Back in April 2020, the FCC opened up the 6 GHz spectrum with its massive 160 MHz channels, capacity for billions of devices, energy-saving features, high data rates with 1024-QAM, faster beamforming signals, and the relatively new OFDMA feature to relieve network congestion.

These new 6 GHz channels that compose the Wi-Fi 6E real estate are free of interference and overlap, reducing congestion and improving performance for the growing number of users and devices in heavily populated areas.

Reaching Unreached Communities

The FCC’s number one priority right now is expanding broadband connectivity everywhere—especially for marginalized, rural, and underserved areas. In 2019, the agency established a task force to promote internet service on unserved agricultural land in hopes of achieving 95 percent capability by 2025.

In October 2020, the FCC established the “5G Fund for Rural America” to provide up to $9 billion to carriers for advanced 5G mobile wireless services in rural America, including up to $680 million for tribal lands.

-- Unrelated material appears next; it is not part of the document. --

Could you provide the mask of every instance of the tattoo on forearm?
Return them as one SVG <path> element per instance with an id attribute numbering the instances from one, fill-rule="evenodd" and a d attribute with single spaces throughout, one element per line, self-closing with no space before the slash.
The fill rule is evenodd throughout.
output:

More recently, Jessica Rosenworcel, the FCC acting chairwoman, who has long advocated for closing the “homework gap,” pushed to onboard 5G to support students who lacked internet service during COVID. After the pandemic hit, the FCC established a $3.2 billion dollar emergency benefit to help needy families afford broadband internet and subsidize the cost of computers and other equipment.

What the 5G/Wi-Fi 6 partnership will mean

In the beginning, cellular service and Wi-Fi provided vastly different user experiences to customers. Cellular service would cover long distances with limited data transfer, while Wi-Fi would enable heavy data transfer over much shorter distances. Those differences will remain.

However, while the maximum speeds of both technologies were quite different in the past, the gap has closed:

Cellular Maximum Theoretical Speeds

3G – 42 Mbps
4G – 1 Gbps
5G – 10 Gbps

Wi-Fi Maximum Theoretical Speeds

Wi-Fi 4 – 600 Mbps
Wi-Fi 5 – 3.5 Gbps
Wi-Fi 6/6E – 9.6 Gbps

Maximum speeds are now negligible. Cellular has now caught up. In pursuit of this goal, the gains of both 5G and Wi-Fi 6 have been significant over their predecessors. Wi-Fi 6 is 3x faster, with 75 percent lower latency and 4x greater capacity than Wi-Fi 5. But 5G has seen an even greater improvement over 4G/LTE with 50x more speed, 10x lower latency, and 1000x more capacity.

At least that’s the promise. 5G is still in its infancy. Most 5G traffic is really being handled by 4G/LTE because the 5G infrastructure just isn’t there yet.

Key Takeaway

Because Wi-Fi costs less to deploy and maintain, it will still dominate indoor home and office environments where data-hungry devices like laptops, tablets, smartphones, TVs, and printers must connect to the network.

On the other hand, cellular will still be the master of the outdoors due to its longer range. In addition to smartphone connectivity on the go, 5G will also be used for autonomous vehicles, smart city deployments, and other massive deployments in the wild.

The key takeaway is that neither cellular nor Wi-Fi will usurp each other. They are not adversaries. Both technologies are essential in optimizing traffic and providing a seamless user experience, especially as an unprecedented surge in the number of users, devices, and data-heavy innovations become a reality.